Evliliğin kapısını çalıyorum şimdi. Sulhi abi artık yazamazsın diyor. Evlilik yazma aşkını öldürüyor mu gerçekten? Sanmıyorum. İddiam odur ki; insan evlilik sürecine girince, bekârlık zamanlarında sabahlara kadar durmamakta ısrar eden, gürültülü bir fikir ve çoğunlukla vesvese fabrikası olan beyin, sanki bütün o ıstıraplı gecelerin, huzursuz ve uykusuz sabahların sebebi kendisi değilmişçesine, fişi çekilmiş bir makine gibi aniden gürültüsünü keserek utanmaz bir rahatlıkla karşınıza geçip şunu söylemeye başlıyor: “Artık sabahlara kadar dönüp durmaya, anlamak hatta bununla da yetinmeyip idrak etmek için çırpınmaya gerek yok. Hayatın seyrine odaklan. Sorumluluklarını yerine getirebilmen için şimdi uyuyup sabah erken kalkmalısın. Hadi bakalım şeker çocuk, iyi uykular.” Böylece, önceleri gizliden gizliye keyif veren fikir çilesi sabah işe giderken uykulu gözlerimizin çapağına yapışıyor ve biz onu bir parmak hamlesiyle yüzümüzden atmak istiyoruz. Herkes koşarak bir yere gitmeye çalışırken aniden durup rüzgârın esişindeki hakikati bulmak için gözlerimizi kapayışımızı ve belirsiz bir süre öylece kaldığımızı hatırlıyoruz. Ya da bir filmdeki replik üzerine yemeyi içmeyi bırakıp saatlerce belki günlerce düşünmelerimizi… Hepsi geçip gidiyor…

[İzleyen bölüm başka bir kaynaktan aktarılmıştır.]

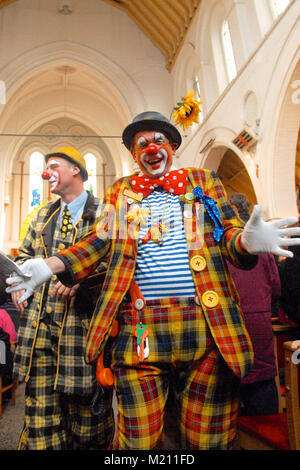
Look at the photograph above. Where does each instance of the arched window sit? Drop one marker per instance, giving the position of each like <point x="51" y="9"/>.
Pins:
<point x="36" y="166"/>
<point x="197" y="94"/>
<point x="91" y="166"/>
<point x="278" y="7"/>
<point x="228" y="51"/>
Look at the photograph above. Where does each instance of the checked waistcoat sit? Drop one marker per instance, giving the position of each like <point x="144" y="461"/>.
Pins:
<point x="225" y="319"/>
<point x="44" y="239"/>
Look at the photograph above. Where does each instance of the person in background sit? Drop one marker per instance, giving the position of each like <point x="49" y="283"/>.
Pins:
<point x="258" y="289"/>
<point x="7" y="305"/>
<point x="51" y="345"/>
<point x="289" y="271"/>
<point x="166" y="233"/>
<point x="8" y="338"/>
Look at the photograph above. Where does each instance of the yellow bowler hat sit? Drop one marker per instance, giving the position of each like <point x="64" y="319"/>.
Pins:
<point x="74" y="156"/>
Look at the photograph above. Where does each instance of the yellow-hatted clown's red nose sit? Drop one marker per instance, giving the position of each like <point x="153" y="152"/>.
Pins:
<point x="45" y="175"/>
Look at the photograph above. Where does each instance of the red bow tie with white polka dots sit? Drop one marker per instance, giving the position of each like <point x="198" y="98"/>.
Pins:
<point x="174" y="182"/>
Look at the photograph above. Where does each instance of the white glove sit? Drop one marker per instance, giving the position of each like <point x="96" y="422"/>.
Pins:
<point x="36" y="272"/>
<point x="268" y="237"/>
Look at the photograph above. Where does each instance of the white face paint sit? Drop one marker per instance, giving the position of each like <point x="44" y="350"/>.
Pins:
<point x="153" y="153"/>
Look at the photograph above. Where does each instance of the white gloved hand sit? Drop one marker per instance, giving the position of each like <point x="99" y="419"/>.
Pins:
<point x="268" y="237"/>
<point x="36" y="272"/>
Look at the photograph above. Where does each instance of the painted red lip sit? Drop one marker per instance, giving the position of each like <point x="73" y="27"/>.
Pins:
<point x="155" y="161"/>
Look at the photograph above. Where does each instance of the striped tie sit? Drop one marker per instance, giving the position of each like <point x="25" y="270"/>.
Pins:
<point x="67" y="225"/>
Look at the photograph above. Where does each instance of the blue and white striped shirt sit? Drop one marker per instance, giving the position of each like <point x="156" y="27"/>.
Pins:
<point x="164" y="271"/>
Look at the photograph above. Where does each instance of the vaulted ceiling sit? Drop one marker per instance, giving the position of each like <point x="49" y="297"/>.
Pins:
<point x="165" y="22"/>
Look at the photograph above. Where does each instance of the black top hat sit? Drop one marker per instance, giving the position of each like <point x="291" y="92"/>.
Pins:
<point x="150" y="120"/>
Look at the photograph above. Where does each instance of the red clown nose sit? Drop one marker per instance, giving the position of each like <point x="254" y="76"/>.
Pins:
<point x="152" y="149"/>
<point x="45" y="175"/>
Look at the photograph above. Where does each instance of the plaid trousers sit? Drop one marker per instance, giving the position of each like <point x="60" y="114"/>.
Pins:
<point x="59" y="421"/>
<point x="182" y="355"/>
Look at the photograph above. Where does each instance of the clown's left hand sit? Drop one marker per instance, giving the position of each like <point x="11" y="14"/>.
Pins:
<point x="268" y="237"/>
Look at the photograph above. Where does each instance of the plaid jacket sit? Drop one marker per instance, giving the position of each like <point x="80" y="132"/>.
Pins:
<point x="73" y="374"/>
<point x="225" y="320"/>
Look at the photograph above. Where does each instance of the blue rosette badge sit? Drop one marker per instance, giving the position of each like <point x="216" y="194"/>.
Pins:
<point x="212" y="210"/>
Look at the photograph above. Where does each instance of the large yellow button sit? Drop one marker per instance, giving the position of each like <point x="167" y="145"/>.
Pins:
<point x="210" y="299"/>
<point x="198" y="263"/>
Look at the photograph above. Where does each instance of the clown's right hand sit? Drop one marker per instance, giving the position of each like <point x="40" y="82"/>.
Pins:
<point x="36" y="272"/>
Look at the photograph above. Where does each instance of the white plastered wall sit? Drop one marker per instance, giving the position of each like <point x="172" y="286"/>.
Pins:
<point x="266" y="75"/>
<point x="118" y="74"/>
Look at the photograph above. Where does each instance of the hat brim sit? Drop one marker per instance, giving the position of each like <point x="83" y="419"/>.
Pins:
<point x="150" y="125"/>
<point x="83" y="171"/>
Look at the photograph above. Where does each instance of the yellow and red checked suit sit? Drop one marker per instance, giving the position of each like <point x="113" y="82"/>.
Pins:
<point x="224" y="320"/>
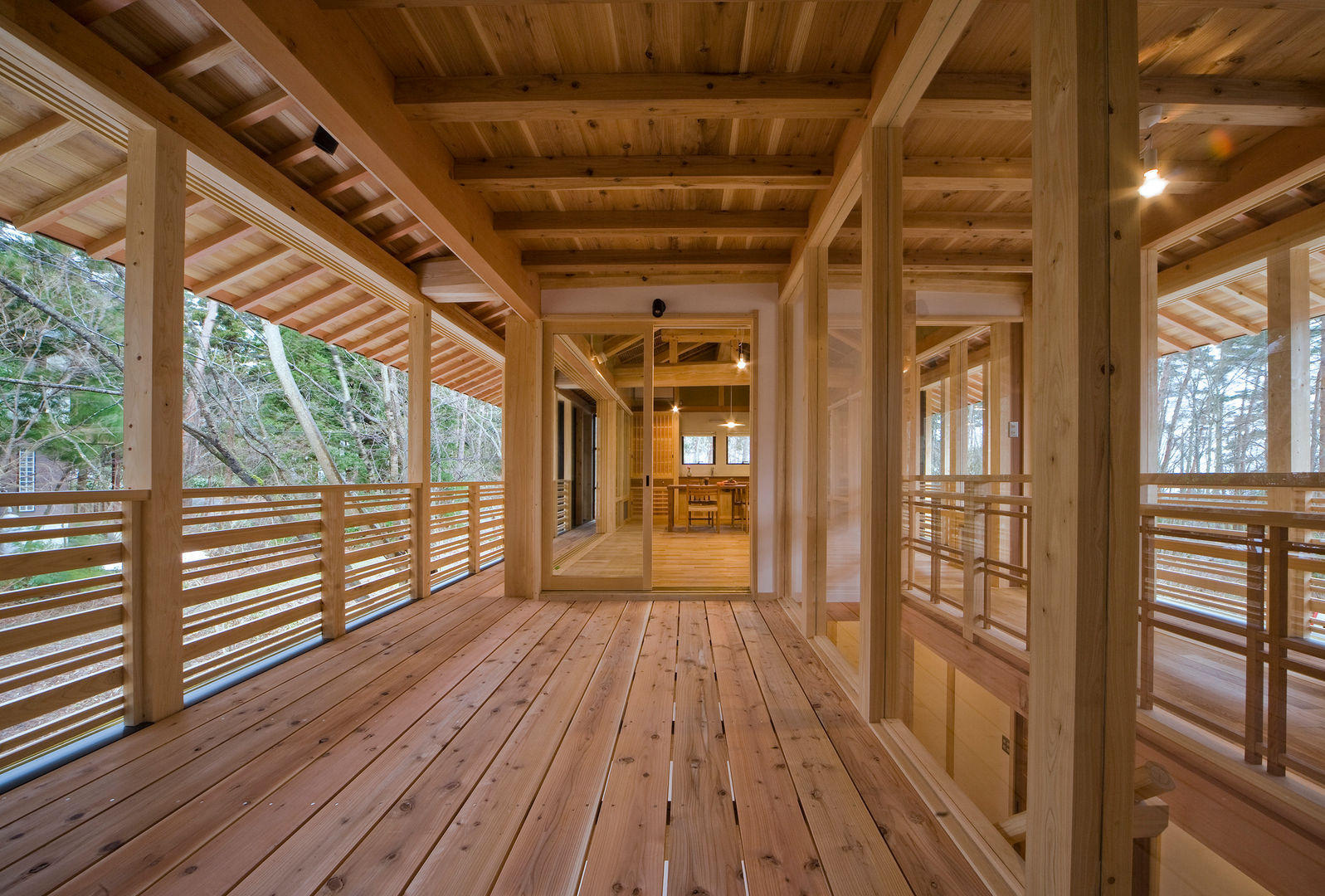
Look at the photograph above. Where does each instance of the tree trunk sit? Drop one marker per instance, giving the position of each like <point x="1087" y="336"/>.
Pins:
<point x="281" y="365"/>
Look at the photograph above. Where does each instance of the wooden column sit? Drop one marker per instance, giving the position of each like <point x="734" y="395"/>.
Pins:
<point x="1288" y="348"/>
<point x="815" y="483"/>
<point x="1288" y="445"/>
<point x="154" y="402"/>
<point x="1084" y="561"/>
<point x="1149" y="336"/>
<point x="421" y="446"/>
<point x="523" y="457"/>
<point x="883" y="359"/>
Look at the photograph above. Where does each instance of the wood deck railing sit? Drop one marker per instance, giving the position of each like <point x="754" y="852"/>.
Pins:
<point x="1231" y="610"/>
<point x="265" y="570"/>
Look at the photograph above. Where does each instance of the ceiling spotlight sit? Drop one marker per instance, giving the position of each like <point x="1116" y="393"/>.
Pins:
<point x="1152" y="184"/>
<point x="324" y="141"/>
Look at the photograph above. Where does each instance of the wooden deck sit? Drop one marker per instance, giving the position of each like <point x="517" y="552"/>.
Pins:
<point x="476" y="744"/>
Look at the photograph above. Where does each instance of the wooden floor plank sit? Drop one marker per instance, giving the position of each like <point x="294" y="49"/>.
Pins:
<point x="778" y="849"/>
<point x="381" y="827"/>
<point x="927" y="855"/>
<point x="627" y="850"/>
<point x="326" y="660"/>
<point x="550" y="765"/>
<point x="856" y="859"/>
<point x="704" y="849"/>
<point x="326" y="754"/>
<point x="82" y="835"/>
<point x="368" y="762"/>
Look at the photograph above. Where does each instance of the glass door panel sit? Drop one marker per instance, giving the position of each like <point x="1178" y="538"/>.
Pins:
<point x="605" y="374"/>
<point x="703" y="441"/>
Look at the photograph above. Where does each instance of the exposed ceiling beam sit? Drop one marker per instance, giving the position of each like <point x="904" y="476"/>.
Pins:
<point x="32" y="139"/>
<point x="621" y="95"/>
<point x="921" y="37"/>
<point x="921" y="260"/>
<point x="49" y="55"/>
<point x="1256" y="175"/>
<point x="450" y="280"/>
<point x="645" y="173"/>
<point x="113" y="243"/>
<point x="1236" y="257"/>
<point x="305" y="51"/>
<point x="650" y="223"/>
<point x="699" y="373"/>
<point x="71" y="201"/>
<point x="1190" y="100"/>
<point x="289" y="281"/>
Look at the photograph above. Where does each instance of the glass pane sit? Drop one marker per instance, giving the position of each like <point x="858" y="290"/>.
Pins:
<point x="606" y="448"/>
<point x="701" y="520"/>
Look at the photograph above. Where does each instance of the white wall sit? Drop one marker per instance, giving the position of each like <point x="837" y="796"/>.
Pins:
<point x="728" y="299"/>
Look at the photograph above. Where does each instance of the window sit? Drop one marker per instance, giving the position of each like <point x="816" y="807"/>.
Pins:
<point x="738" y="450"/>
<point x="27" y="475"/>
<point x="696" y="450"/>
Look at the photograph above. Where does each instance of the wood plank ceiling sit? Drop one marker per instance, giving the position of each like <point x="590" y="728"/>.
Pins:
<point x="663" y="142"/>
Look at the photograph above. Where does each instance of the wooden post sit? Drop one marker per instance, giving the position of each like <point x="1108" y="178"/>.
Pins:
<point x="154" y="402"/>
<point x="1149" y="336"/>
<point x="1084" y="558"/>
<point x="1254" y="724"/>
<point x="958" y="443"/>
<point x="1288" y="348"/>
<point x="883" y="358"/>
<point x="523" y="459"/>
<point x="421" y="446"/>
<point x="1276" y="630"/>
<point x="816" y="441"/>
<point x="333" y="562"/>
<point x="475" y="527"/>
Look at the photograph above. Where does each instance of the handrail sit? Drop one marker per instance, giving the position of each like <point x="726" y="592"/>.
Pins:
<point x="19" y="499"/>
<point x="1285" y="519"/>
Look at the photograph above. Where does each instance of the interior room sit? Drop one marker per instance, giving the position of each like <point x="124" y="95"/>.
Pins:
<point x="661" y="447"/>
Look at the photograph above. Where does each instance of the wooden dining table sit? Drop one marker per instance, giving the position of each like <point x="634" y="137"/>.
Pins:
<point x="672" y="500"/>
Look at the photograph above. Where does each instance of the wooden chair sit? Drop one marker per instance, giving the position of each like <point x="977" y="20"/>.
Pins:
<point x="741" y="507"/>
<point x="703" y="500"/>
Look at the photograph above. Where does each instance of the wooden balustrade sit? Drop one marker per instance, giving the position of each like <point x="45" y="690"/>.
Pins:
<point x="265" y="572"/>
<point x="1231" y="607"/>
<point x="972" y="528"/>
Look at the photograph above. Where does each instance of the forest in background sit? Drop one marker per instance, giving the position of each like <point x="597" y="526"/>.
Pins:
<point x="263" y="405"/>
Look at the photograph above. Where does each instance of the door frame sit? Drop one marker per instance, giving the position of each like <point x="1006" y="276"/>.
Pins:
<point x="621" y="324"/>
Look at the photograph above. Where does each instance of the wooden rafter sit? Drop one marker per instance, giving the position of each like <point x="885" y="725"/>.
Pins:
<point x="239" y="272"/>
<point x="207" y="53"/>
<point x="1256" y="175"/>
<point x="644" y="173"/>
<point x="305" y="51"/>
<point x="73" y="199"/>
<point x="634" y="95"/>
<point x="256" y="110"/>
<point x="309" y="301"/>
<point x="35" y="138"/>
<point x="289" y="281"/>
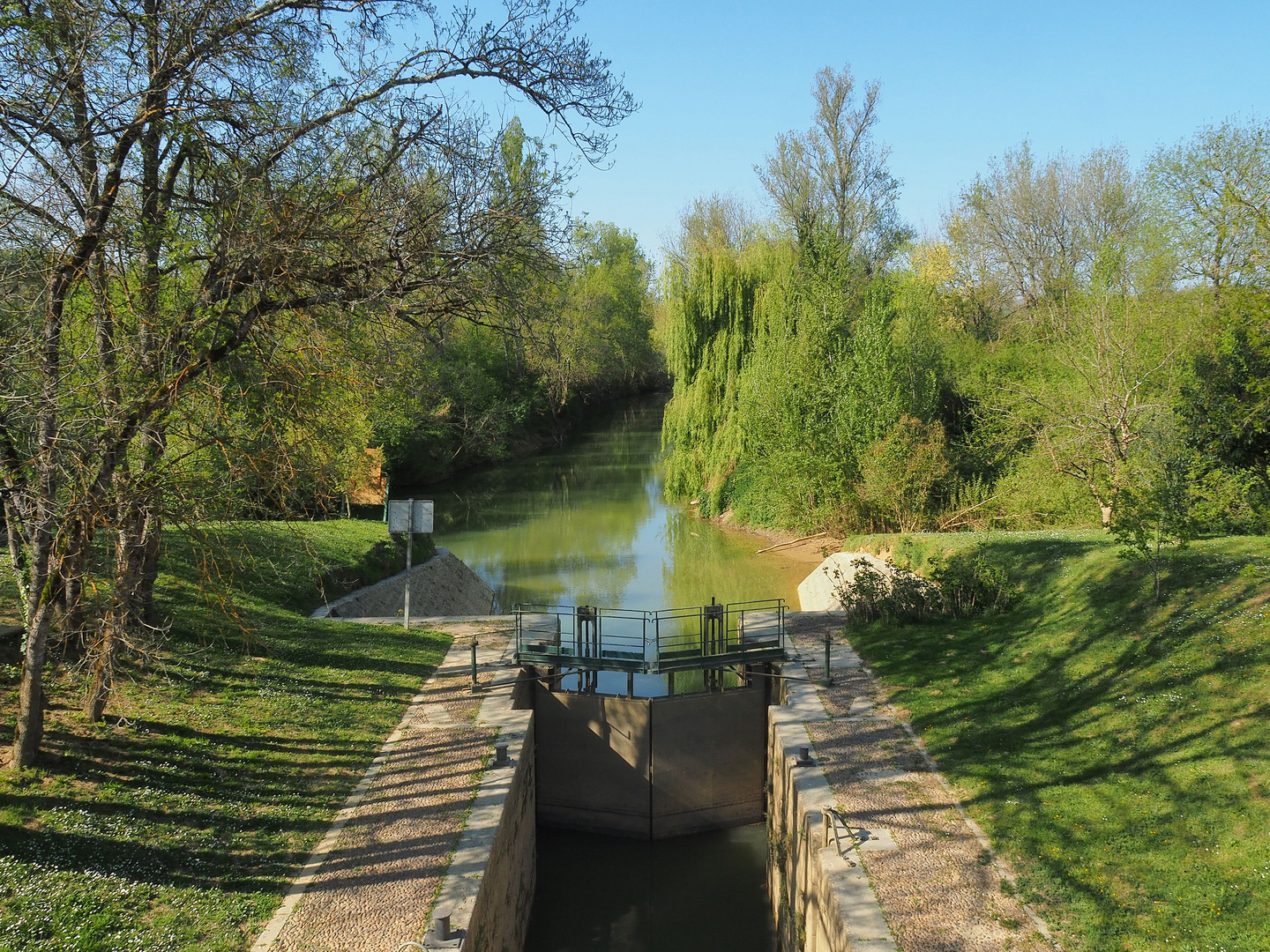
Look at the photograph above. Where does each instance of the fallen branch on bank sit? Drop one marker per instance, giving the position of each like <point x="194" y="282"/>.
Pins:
<point x="791" y="542"/>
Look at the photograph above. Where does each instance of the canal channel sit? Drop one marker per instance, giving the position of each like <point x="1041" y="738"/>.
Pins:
<point x="587" y="524"/>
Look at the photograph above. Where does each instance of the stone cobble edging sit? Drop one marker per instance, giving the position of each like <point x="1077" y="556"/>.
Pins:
<point x="941" y="888"/>
<point x="372" y="881"/>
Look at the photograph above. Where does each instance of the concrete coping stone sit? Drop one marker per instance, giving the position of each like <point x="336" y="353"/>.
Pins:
<point x="462" y="881"/>
<point x="856" y="902"/>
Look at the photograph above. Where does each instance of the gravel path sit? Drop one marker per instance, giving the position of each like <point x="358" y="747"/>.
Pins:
<point x="941" y="889"/>
<point x="376" y="888"/>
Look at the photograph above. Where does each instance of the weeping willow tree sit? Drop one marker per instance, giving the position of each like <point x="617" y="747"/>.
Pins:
<point x="714" y="297"/>
<point x="787" y="371"/>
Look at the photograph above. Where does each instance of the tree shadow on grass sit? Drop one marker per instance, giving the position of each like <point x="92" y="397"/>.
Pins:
<point x="1095" y="721"/>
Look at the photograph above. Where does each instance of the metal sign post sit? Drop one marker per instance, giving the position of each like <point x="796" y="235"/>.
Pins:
<point x="409" y="516"/>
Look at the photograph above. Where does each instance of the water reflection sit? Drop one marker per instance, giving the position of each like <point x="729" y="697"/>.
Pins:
<point x="704" y="893"/>
<point x="587" y="524"/>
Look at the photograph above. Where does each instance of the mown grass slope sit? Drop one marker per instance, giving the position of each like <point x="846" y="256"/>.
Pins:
<point x="1116" y="747"/>
<point x="176" y="822"/>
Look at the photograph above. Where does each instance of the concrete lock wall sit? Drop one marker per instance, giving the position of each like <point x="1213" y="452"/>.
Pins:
<point x="651" y="767"/>
<point x="489" y="885"/>
<point x="822" y="900"/>
<point x="501" y="915"/>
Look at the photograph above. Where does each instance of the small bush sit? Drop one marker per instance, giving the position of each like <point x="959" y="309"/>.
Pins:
<point x="970" y="584"/>
<point x="961" y="585"/>
<point x="873" y="596"/>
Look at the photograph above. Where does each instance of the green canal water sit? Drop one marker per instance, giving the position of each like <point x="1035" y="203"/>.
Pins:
<point x="587" y="524"/>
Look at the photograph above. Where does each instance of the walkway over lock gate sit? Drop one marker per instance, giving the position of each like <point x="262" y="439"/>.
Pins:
<point x="587" y="637"/>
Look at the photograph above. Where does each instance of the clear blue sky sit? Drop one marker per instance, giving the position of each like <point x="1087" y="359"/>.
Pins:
<point x="960" y="83"/>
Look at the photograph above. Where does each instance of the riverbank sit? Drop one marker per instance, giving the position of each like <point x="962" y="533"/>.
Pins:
<point x="1114" y="747"/>
<point x="178" y="822"/>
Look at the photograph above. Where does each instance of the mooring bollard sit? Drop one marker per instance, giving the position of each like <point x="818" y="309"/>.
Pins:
<point x="441" y="923"/>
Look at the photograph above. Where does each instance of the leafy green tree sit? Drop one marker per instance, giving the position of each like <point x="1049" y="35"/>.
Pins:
<point x="1152" y="518"/>
<point x="182" y="179"/>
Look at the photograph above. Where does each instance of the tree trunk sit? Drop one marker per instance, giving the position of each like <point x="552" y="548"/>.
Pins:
<point x="74" y="565"/>
<point x="31" y="695"/>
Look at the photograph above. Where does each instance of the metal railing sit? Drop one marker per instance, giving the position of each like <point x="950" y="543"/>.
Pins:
<point x="651" y="643"/>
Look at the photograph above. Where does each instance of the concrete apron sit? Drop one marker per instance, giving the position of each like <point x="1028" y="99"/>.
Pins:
<point x="820" y="893"/>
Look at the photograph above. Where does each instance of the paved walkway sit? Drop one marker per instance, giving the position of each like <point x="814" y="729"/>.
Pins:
<point x="371" y="883"/>
<point x="940" y="888"/>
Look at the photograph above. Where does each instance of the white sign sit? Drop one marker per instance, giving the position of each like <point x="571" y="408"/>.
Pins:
<point x="422" y="516"/>
<point x="409" y="516"/>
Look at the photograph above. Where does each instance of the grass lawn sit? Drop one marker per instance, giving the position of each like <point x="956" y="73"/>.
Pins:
<point x="176" y="824"/>
<point x="1114" y="747"/>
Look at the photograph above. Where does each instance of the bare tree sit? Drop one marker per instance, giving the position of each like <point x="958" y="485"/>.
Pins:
<point x="1109" y="385"/>
<point x="1036" y="230"/>
<point x="179" y="179"/>
<point x="1213" y="196"/>
<point x="836" y="173"/>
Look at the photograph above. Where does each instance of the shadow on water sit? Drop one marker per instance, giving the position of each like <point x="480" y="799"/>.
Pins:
<point x="703" y="893"/>
<point x="587" y="524"/>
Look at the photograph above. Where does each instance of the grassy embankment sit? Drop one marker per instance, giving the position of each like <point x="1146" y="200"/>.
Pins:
<point x="176" y="822"/>
<point x="1116" y="749"/>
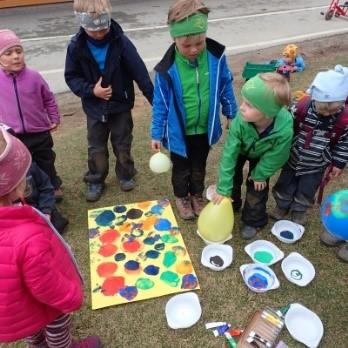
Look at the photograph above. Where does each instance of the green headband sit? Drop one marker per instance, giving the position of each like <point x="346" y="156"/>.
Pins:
<point x="260" y="96"/>
<point x="195" y="24"/>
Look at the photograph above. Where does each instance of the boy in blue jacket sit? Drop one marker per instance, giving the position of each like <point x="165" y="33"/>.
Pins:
<point x="191" y="82"/>
<point x="101" y="65"/>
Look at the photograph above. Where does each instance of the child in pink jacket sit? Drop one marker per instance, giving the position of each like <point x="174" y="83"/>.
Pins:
<point x="28" y="106"/>
<point x="40" y="281"/>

Hepsi geçiyor ve bitiş düdüğü her an çalabilir. “Meseşuses”e gitmeyeceksin biliyorum, bilyelerin denizde buluşunca kim kazandı onu da bilemeyeceksin; ama yaşlanacak kadar yaşarsan, bir gün dönüp ‘yaşadım şükür’ diyeceksin. Halen görüşüyor olursak; acıyı süzüp son damlasına kadar ruhuna zerk eden ve bu son damladan bile zihninin zifiri karanlık köşelerini aydınlatacak bir idrak ışıltısı çıkarmaya çalışan insanların tarlasından tütün getireceğim sana… Şimdilik çeyizimden bir şarkı bırakıyorum buraya…
Ve son bir soru; ben evlenirken sen nerede üşüyorsun?